Governor Huckabee is using a heartbreaking and inexplicable mass killing to push his conservative social agenda. Now as it happens, I’m somewhat (though not entirely) sympathetic to the conservative social agenda. But to use this incident, even before the bodies were removed from the school, to argue that if only we had let God in “on the front end” we wouldn’t now need him “on the back end” borders on being grotesque. And it’s not the first time Huckabee has done this. He made similar comments in the aftermath of the mass killing in Aurora, Colo. The psychologist Abraham Maslow once said that if you only have a hammer, you tend to see every problem as a nail. For Mike Huckabee, his hammer is removing God from school – and he tends to see every massacre as a nail. …
Wehner followed that up with a similar response to James Dobson, which I was pleased to see posted at Timothy Dalrymple’s blog in Patheos’ evangelical channel.
Parts of Wehner’s commentary on Dobson read like they could have been written by Tony Campolo:
Surely Dobson knows that Jesus mentions divorce more often than he mentions homosexuality (which Paul addresses but Jesus does not). So why is same-sex marriage on Dobson’s list but divorce is left off? And what about the other things that concern God – like indifference to the poor, not caring for the stranger and alien in our midst, a haughty spirit, and riches? When I listen to James Dobson and I read the gospel accounts, two jarringly different portraits emerge.
Wehner then cuts to the heart of why it is important for conservative, “mainstream” evangelicals to make themselves heard when people like Huckabee and Dobson seize the microphone and presume to speak for all American evangelicals:
Assume you were a parent of one of the children who was gunned down at Sandy Hook Elementary School and you heard a well-known Christian figure like Dobson declare that the worst thing you could possibly conceive of – the murder of your first-grade daughter — was a result of the wrath of God. If you believed this, it would only add to your grief. And if you didn’t believe it, it would only add to your anger. And what would Dobson say to the father of the boy who had just dedicated his young life to the Lord? Why was he the target of God’s judgment? Because Washington State passed a same-sex marriage initiative?
Why is it that tragedies often bring out such callous statements – including from the very people you would hope would show some measure of grace, discernment, and perspective? And why are some of the most offensive statements made by some of the nation’s most visible (conservative) Christians? I am at something of a loss to explain it.
Since in the past I’ve criticized other Christian leaders for making similar statements, I wanted to explain why I, an evangelical Christian and social conservative, find them to be disquieting.
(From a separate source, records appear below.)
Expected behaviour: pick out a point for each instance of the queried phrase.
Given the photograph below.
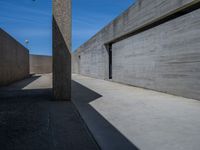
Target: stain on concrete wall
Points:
(14, 59)
(40, 64)
(152, 58)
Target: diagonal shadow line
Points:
(106, 135)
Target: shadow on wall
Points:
(16, 90)
(108, 138)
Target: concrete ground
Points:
(120, 117)
(123, 117)
(31, 120)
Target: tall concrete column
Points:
(61, 49)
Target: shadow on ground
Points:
(107, 136)
(32, 120)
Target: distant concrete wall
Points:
(146, 52)
(40, 64)
(14, 59)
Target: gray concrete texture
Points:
(164, 57)
(61, 49)
(124, 117)
(40, 64)
(31, 120)
(14, 59)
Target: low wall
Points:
(40, 64)
(154, 45)
(14, 59)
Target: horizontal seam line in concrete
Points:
(192, 6)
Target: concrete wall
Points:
(61, 49)
(40, 64)
(151, 48)
(14, 59)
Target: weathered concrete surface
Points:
(30, 120)
(14, 59)
(40, 64)
(125, 117)
(61, 49)
(164, 57)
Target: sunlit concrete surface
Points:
(126, 117)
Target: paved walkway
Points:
(31, 120)
(124, 117)
(119, 117)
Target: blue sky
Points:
(25, 19)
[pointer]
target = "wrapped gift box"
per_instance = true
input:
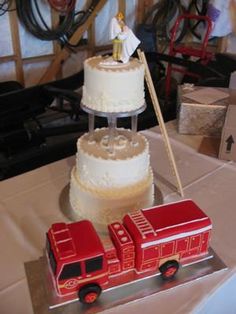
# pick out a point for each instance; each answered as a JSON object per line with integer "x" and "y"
{"x": 201, "y": 110}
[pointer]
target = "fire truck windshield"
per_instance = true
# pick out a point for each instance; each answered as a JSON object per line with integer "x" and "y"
{"x": 51, "y": 256}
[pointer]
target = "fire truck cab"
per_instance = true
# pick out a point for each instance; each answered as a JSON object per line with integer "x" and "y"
{"x": 77, "y": 259}
{"x": 152, "y": 240}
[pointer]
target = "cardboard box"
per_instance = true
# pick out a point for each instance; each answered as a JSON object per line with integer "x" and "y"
{"x": 201, "y": 110}
{"x": 227, "y": 149}
{"x": 228, "y": 138}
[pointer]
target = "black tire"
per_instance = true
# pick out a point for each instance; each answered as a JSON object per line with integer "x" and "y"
{"x": 89, "y": 293}
{"x": 196, "y": 27}
{"x": 169, "y": 269}
{"x": 183, "y": 26}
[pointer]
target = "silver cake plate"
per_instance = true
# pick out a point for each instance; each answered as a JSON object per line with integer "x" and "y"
{"x": 45, "y": 300}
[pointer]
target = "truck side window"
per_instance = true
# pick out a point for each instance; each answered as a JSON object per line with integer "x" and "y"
{"x": 94, "y": 264}
{"x": 70, "y": 270}
{"x": 51, "y": 256}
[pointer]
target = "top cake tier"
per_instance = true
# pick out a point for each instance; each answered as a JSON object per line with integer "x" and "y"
{"x": 113, "y": 87}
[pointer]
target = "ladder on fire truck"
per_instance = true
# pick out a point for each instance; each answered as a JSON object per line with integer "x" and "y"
{"x": 142, "y": 224}
{"x": 160, "y": 120}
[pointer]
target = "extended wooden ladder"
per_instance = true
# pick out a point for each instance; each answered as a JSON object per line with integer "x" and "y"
{"x": 142, "y": 224}
{"x": 160, "y": 121}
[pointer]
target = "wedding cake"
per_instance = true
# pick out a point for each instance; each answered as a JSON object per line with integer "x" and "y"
{"x": 110, "y": 87}
{"x": 105, "y": 186}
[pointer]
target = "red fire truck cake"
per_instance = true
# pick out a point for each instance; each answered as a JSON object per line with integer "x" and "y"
{"x": 153, "y": 240}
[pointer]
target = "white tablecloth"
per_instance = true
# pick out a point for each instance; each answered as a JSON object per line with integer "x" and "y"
{"x": 30, "y": 203}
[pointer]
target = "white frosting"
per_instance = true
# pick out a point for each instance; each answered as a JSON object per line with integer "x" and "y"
{"x": 103, "y": 206}
{"x": 113, "y": 88}
{"x": 104, "y": 186}
{"x": 127, "y": 165}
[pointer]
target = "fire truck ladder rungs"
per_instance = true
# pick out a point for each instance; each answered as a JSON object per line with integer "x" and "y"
{"x": 142, "y": 223}
{"x": 67, "y": 238}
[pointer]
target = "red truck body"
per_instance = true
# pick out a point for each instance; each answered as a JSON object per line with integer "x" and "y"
{"x": 151, "y": 240}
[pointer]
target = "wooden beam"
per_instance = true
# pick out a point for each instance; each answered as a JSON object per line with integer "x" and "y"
{"x": 143, "y": 6}
{"x": 64, "y": 53}
{"x": 16, "y": 46}
{"x": 161, "y": 122}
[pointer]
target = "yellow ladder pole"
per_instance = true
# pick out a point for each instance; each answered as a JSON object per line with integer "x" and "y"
{"x": 160, "y": 121}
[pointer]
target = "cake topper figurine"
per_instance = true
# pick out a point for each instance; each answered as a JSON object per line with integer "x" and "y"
{"x": 124, "y": 40}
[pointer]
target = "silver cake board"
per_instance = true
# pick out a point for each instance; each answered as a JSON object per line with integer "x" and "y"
{"x": 44, "y": 299}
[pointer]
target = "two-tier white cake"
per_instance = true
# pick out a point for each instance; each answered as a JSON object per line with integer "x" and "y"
{"x": 104, "y": 185}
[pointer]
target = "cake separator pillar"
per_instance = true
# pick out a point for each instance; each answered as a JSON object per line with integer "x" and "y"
{"x": 112, "y": 124}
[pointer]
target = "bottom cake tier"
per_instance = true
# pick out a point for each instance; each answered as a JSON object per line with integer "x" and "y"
{"x": 103, "y": 206}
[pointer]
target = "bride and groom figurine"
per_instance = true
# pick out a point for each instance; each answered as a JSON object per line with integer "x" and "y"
{"x": 124, "y": 40}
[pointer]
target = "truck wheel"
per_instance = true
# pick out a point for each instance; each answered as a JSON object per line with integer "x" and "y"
{"x": 169, "y": 269}
{"x": 89, "y": 294}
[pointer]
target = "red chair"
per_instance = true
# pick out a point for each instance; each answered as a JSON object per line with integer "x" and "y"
{"x": 188, "y": 49}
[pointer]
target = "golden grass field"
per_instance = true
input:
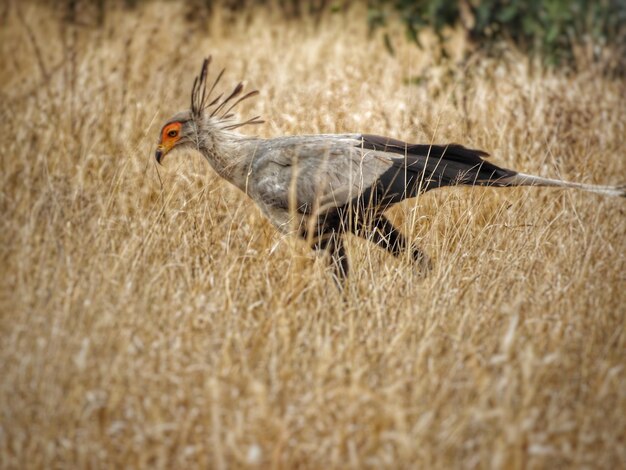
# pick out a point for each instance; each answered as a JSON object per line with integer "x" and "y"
{"x": 162, "y": 322}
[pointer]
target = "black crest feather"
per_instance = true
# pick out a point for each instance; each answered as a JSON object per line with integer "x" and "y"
{"x": 200, "y": 98}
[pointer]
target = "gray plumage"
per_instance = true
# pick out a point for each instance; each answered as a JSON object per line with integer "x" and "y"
{"x": 323, "y": 186}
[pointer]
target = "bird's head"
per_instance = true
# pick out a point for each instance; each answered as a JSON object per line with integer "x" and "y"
{"x": 199, "y": 126}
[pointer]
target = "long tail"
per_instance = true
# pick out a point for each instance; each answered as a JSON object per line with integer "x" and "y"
{"x": 522, "y": 179}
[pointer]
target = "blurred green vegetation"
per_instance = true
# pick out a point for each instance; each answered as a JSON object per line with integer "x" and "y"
{"x": 554, "y": 30}
{"x": 551, "y": 29}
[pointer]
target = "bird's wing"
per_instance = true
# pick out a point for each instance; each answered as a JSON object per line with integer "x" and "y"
{"x": 321, "y": 173}
{"x": 314, "y": 173}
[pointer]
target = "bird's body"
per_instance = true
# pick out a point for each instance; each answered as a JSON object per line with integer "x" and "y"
{"x": 323, "y": 186}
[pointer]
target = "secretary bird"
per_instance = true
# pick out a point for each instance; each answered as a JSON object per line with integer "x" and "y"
{"x": 323, "y": 186}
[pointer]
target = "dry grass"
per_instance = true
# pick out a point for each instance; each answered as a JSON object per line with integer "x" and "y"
{"x": 171, "y": 326}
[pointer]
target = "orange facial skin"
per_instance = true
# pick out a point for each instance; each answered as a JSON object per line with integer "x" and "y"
{"x": 169, "y": 136}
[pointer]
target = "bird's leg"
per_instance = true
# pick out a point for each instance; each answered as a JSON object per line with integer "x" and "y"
{"x": 333, "y": 244}
{"x": 384, "y": 234}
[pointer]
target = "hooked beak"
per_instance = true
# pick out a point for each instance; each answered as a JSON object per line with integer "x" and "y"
{"x": 161, "y": 151}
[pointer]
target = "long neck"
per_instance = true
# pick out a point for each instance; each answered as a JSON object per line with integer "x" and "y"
{"x": 230, "y": 154}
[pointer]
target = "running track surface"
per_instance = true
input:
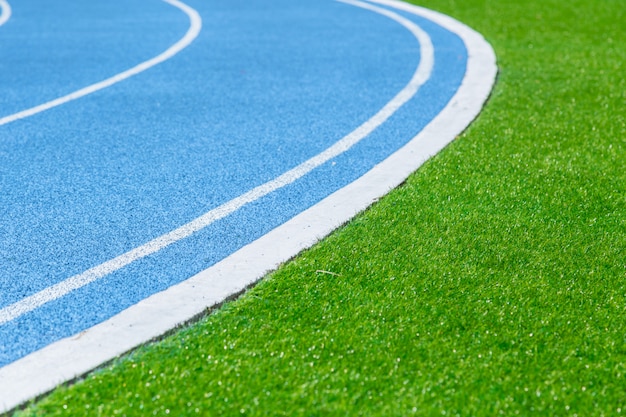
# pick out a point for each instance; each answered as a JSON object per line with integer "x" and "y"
{"x": 144, "y": 141}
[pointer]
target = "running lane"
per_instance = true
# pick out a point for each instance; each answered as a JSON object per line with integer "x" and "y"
{"x": 265, "y": 87}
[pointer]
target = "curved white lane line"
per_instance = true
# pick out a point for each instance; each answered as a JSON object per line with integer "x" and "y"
{"x": 5, "y": 12}
{"x": 421, "y": 75}
{"x": 192, "y": 33}
{"x": 74, "y": 356}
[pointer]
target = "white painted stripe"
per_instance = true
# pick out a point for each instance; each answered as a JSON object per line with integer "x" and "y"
{"x": 5, "y": 12}
{"x": 421, "y": 75}
{"x": 74, "y": 356}
{"x": 192, "y": 33}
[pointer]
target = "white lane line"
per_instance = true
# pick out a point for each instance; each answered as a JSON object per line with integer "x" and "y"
{"x": 420, "y": 76}
{"x": 5, "y": 9}
{"x": 192, "y": 33}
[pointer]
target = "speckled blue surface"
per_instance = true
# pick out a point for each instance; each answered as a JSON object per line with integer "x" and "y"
{"x": 267, "y": 85}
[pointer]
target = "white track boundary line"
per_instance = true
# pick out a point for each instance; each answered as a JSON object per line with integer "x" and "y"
{"x": 192, "y": 33}
{"x": 154, "y": 316}
{"x": 5, "y": 8}
{"x": 420, "y": 76}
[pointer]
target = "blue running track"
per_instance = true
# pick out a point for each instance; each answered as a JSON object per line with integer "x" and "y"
{"x": 265, "y": 86}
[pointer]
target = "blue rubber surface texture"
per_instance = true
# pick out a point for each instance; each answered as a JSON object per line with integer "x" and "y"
{"x": 267, "y": 85}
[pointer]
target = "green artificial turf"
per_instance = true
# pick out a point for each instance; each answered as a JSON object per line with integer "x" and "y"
{"x": 492, "y": 283}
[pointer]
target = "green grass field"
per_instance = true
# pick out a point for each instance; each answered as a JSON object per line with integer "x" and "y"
{"x": 492, "y": 283}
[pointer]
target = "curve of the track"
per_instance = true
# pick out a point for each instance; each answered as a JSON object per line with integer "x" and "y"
{"x": 264, "y": 87}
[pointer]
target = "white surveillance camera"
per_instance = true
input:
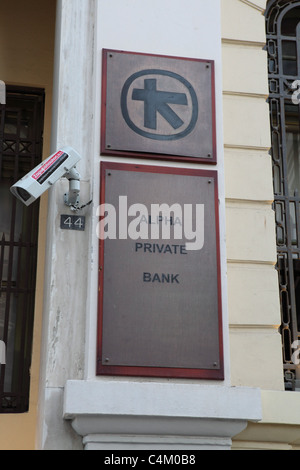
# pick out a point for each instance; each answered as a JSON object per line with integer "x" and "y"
{"x": 60, "y": 164}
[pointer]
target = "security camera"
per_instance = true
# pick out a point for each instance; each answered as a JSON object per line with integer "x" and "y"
{"x": 60, "y": 164}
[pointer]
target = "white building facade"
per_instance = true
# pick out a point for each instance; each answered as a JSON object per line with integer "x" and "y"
{"x": 246, "y": 406}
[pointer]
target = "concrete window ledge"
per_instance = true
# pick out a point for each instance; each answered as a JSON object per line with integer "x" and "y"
{"x": 113, "y": 414}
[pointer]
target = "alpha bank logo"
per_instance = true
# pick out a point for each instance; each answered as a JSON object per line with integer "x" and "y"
{"x": 159, "y": 105}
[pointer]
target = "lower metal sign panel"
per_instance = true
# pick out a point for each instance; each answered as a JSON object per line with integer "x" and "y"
{"x": 159, "y": 302}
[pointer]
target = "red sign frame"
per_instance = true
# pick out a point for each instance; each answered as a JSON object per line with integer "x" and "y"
{"x": 191, "y": 373}
{"x": 106, "y": 149}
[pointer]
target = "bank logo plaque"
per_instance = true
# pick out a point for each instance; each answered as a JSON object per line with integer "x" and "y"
{"x": 158, "y": 107}
{"x": 159, "y": 273}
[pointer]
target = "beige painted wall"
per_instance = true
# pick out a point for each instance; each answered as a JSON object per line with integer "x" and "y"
{"x": 254, "y": 310}
{"x": 251, "y": 248}
{"x": 26, "y": 58}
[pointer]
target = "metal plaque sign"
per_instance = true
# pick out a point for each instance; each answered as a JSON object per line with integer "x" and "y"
{"x": 159, "y": 284}
{"x": 158, "y": 106}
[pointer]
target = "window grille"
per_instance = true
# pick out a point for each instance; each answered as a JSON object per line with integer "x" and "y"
{"x": 21, "y": 124}
{"x": 283, "y": 46}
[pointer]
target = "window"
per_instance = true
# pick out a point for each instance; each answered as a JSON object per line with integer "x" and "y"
{"x": 21, "y": 124}
{"x": 283, "y": 45}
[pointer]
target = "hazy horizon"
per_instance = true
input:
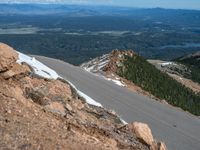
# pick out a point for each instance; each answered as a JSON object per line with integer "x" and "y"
{"x": 183, "y": 4}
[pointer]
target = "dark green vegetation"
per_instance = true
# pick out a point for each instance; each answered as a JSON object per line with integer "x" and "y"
{"x": 77, "y": 33}
{"x": 145, "y": 75}
{"x": 192, "y": 61}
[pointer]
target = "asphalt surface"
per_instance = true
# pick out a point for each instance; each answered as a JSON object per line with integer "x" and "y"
{"x": 178, "y": 129}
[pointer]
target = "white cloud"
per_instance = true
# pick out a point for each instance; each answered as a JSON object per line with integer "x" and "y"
{"x": 58, "y": 1}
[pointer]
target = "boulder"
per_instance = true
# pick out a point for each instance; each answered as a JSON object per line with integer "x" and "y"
{"x": 56, "y": 107}
{"x": 8, "y": 56}
{"x": 142, "y": 132}
{"x": 16, "y": 70}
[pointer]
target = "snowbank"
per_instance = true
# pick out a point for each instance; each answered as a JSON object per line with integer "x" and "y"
{"x": 38, "y": 68}
{"x": 88, "y": 99}
{"x": 42, "y": 70}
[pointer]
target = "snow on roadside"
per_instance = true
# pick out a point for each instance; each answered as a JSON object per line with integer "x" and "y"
{"x": 43, "y": 71}
{"x": 116, "y": 82}
{"x": 38, "y": 68}
{"x": 88, "y": 99}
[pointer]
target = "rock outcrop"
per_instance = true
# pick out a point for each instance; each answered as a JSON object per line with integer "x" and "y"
{"x": 7, "y": 56}
{"x": 46, "y": 114}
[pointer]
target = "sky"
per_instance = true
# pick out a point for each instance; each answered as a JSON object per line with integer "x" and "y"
{"x": 182, "y": 4}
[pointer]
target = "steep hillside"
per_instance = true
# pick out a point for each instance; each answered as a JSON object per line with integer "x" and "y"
{"x": 129, "y": 66}
{"x": 178, "y": 71}
{"x": 192, "y": 61}
{"x": 41, "y": 113}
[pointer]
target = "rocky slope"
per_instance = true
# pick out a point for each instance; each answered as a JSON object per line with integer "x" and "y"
{"x": 38, "y": 113}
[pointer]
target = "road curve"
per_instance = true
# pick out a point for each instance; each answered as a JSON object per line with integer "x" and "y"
{"x": 178, "y": 129}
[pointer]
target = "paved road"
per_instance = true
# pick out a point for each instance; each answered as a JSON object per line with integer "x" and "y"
{"x": 179, "y": 130}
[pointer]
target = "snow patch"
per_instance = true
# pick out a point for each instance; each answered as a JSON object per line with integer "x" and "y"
{"x": 116, "y": 82}
{"x": 38, "y": 68}
{"x": 88, "y": 99}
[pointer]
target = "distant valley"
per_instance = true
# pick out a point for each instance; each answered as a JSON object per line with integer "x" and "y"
{"x": 78, "y": 33}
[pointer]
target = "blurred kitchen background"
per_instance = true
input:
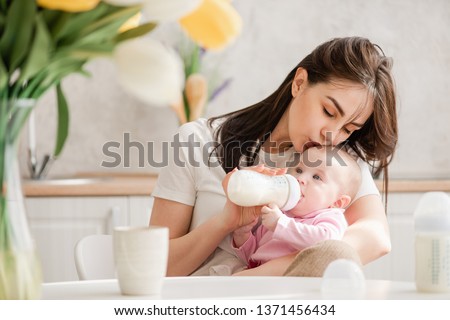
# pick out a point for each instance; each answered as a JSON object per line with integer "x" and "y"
{"x": 275, "y": 36}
It’s because they discredit a faith I cherish – and what these people say is not the expression of the faith I hold. For them politics, not faith, is their interpretive lens. Christianity becomes a blunt instrument in an ideological struggle. The result is that people of faith explain a brutal massacre by connecting imaginary dots. And the fact that doing so damages the Christian faith seems to bother them not at all.
I don’t share Wehner’s politics, but I do share his evangelical Christian faith. And I’m very pleased to see him and these others — including Christianity Today’s blog and my friends here at Patheos — resisting the efforts of Huckabee, Dobson, et. al. to redefine that faith as “a blunt instrument in an ideological struggle.”
Of course, shortly after Wehner posted his response to Huckabee and shortly before his response to Dobson, Franklin Graham — a crown prince of mainstream evangelical royalty — sat down with Buster Wilson of American Family Radio and repeated what Huckabee and Dobson said earlier.